Originally published on April 19, 2016
By Alana Poole ’15, guest contributor to The Lowell
Fall semester. Senior year. The season of college applications, all-nighters, and cramming before the SAT. The competition was unbearable and the pressure from my family was crushing. I was supposed to go to college to major in international studies and minor in psychology. And I almost went through with it. But after clicking the ‘submit’ button for those college apps, I heard about something called Global Citizen Year — a bridge year program that selects graduating high school seniors and supports them through a year of immersion in Ecuador, Brazil, India or Senegal before college.
To me, it sounded way too good to be true. A whole eight months to live in a new country? Right out of high school? Time to reflect on myself and figure out what I want to do in life?
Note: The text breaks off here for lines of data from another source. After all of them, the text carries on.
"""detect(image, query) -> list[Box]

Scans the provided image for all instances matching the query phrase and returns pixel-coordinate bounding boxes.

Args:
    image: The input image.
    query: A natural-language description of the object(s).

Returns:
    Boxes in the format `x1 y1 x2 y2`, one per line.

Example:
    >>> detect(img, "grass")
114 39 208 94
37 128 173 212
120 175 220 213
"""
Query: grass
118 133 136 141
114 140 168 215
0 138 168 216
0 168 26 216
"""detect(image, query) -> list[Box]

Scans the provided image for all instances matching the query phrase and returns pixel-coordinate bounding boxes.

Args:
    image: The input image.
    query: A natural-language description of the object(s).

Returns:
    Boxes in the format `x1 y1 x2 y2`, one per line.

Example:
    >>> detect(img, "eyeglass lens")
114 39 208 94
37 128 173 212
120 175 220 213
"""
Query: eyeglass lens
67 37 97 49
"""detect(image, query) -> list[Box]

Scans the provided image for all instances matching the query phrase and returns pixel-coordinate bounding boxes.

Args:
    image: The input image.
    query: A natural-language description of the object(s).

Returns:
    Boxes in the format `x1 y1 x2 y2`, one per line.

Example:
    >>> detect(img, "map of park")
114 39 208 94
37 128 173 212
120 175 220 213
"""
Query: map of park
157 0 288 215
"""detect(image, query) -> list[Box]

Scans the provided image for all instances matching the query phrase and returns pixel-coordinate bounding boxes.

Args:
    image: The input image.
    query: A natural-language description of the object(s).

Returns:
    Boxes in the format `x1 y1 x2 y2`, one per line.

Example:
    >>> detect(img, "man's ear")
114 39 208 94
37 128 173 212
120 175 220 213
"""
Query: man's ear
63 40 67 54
To my mom, it sounded wild and absurd but she encouraged me to apply and see if I could even get accepted.
Flash forward and now I’ve been living in Pune, India for seven months.
People will ask me, “Wow, how is it in India!? I bet it’s super crazy. You’re, like, riding elephants and eating a lot of curry, right?” Let me tell you the straightforward answer to that: No. Before I came here, I thought similar things too — that my life would be crazy and chaotic and that I would come home with a billion unreal stories. But that isn’t how it is. At all.
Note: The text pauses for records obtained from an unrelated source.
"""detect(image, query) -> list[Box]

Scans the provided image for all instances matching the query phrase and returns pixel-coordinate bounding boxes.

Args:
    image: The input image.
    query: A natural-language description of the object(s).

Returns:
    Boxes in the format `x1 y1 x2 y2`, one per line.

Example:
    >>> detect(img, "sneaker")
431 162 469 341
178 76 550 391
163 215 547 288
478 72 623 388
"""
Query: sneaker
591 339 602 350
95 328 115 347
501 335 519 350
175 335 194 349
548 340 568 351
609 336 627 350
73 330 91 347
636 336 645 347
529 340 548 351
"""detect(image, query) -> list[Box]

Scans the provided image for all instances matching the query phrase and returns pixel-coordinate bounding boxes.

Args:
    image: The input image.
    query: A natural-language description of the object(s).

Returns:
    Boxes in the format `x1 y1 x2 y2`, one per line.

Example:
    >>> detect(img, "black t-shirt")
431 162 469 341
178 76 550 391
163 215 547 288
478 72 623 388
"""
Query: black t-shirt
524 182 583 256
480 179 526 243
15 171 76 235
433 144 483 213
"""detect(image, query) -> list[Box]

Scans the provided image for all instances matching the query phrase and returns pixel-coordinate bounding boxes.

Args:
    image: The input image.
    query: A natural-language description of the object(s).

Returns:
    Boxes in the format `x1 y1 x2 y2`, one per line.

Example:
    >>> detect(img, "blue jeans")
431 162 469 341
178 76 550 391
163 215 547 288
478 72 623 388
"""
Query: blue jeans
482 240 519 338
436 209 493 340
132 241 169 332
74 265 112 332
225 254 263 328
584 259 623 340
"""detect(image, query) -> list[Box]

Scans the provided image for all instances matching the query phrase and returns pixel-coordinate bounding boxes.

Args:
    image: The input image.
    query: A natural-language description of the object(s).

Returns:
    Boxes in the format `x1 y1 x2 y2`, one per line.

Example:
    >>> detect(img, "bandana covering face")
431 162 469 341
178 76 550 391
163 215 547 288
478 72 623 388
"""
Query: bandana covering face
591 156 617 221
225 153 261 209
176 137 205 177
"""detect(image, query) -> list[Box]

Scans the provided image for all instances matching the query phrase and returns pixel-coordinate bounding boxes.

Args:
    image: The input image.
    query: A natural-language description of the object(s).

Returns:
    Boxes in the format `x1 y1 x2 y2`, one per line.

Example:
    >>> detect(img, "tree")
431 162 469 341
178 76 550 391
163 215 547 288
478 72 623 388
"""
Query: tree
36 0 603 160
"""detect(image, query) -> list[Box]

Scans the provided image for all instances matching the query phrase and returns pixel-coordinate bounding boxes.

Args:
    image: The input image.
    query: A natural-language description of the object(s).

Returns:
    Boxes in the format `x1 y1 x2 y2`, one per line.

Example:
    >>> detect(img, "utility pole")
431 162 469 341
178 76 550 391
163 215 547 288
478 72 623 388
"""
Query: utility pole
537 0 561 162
People will ask me, “Wow, how is it in India!? I bet its super crazy. You’re, like, riding elephants and eating a lot of curry, right?” Let me tell you the straightforward answer to that: No.
I am not saying that India has been a let-down in anyway whatsoever. It’s exceeded all expectations and has proven itself to be an incredible country. I am, however, saying that life here is much different from the story we have been fed about it. There aren’t elephants just roaming the streets, the food isn’t oh-my-god-spicy, not everyone is poor, and not everyone is a math god. Sure, there are some truths to those stories we’ve been sold, but there’s a saying here. “Everything that you hear about India is true…but the opposite is also equally as true.”
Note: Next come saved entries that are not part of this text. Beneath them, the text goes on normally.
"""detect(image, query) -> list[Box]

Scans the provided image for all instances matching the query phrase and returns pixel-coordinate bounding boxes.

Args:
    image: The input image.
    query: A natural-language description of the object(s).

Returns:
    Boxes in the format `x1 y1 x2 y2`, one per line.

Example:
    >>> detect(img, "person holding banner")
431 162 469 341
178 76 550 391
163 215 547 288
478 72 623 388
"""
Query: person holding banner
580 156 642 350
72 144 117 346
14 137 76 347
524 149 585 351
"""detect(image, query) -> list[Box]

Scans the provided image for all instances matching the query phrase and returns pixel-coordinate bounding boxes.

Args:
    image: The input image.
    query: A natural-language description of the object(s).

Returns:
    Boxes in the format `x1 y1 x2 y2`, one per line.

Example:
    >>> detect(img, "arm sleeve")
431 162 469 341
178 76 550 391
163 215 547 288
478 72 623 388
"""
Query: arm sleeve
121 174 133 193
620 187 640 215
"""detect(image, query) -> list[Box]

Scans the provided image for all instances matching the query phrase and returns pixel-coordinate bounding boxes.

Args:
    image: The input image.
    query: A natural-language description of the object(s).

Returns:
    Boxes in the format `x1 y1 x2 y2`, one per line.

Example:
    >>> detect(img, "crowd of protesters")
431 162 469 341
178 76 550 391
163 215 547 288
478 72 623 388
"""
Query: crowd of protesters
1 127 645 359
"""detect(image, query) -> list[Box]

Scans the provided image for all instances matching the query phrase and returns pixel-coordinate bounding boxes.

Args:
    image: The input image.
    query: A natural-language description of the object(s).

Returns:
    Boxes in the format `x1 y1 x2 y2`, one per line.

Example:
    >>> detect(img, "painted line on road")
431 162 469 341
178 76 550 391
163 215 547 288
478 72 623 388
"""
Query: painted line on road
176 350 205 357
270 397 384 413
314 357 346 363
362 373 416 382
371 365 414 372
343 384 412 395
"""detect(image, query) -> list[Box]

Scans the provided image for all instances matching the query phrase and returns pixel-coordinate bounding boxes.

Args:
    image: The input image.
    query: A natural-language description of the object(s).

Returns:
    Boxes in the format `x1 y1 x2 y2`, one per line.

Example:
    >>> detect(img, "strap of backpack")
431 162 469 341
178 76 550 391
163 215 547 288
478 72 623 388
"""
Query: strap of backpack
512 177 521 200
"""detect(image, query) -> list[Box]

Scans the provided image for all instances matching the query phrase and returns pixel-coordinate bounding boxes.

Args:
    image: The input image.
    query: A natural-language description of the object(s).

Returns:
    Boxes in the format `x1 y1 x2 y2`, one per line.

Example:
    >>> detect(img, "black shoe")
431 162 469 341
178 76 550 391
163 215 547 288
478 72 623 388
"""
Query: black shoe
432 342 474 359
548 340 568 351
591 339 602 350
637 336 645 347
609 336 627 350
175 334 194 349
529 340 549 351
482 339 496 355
I won’t lie to you, I have seen beggars and slum children. I even work with some. But I have also seen extraordinarily wealthy people living luxurious lives and I have seen people in the middle class. There are serene, rural villages and huge, lively cities. I have seen amazing schools with incredibly advanced education and I’ve also seen poorly run schools where teachers seldom come or corporally punish the kids when they do. It is all there. India is not one or the other, and there is a lot more grey area than the extremes we have been fed.
This learning came when I realized that this bridge year isn’t a trip to India; it is living in India. I’m not out here doing wild things every second of the day; I’m living life here. I’m apprenticing everyday in a government school, teaching math, English and music to eighth graders which, let me tell you, is not very easy work (insert apology to my teachers from eighth grade). I cook with my host mom and make chai a few times a day. I’m slowly learning Hindi (dheerese Hindi sikhrahi hun) and practicing it with rickshaw drivers and little kids in my school building, of course while making a billion mistakes.
I realized that this bridge year isn’t a trip to India; it is living in India. I’m not out here doing wild things every second of the day; I’m living life here.
It probably isn’t the adventure you had in mind when you heard I was staying a year in India, but it has been a huge adventure for me. These daily adventures are more important to me than crazy, unbelievable stories I am coming home with. There are plenty of those too, but when I think back to the time I lived in India, I will think about the countless hours I spent trying to teach decimals to my students and about all the times I made chapati (flat bread) with my host mom and about all the haggling with market vendors to get Indian prices, not foreigner prices (a time where Hindi comes very useful, even if it is broken). And these memories are the ones that are going to make me desperately miss this place. The past few months have been the most challenging of my life and I’ve loved every moment of it.
I’m hungry to make a real impact in the world and to make college count, and Global Citizen Year has the perfect launching pad for me to do so. Some call it a “gap” year; but I think it’s anything but a gap — it’s a bridge to greatness. Whether it be Global Citizen Year, another program, or independent traveling, I think that a bridge year is beneficial to all students.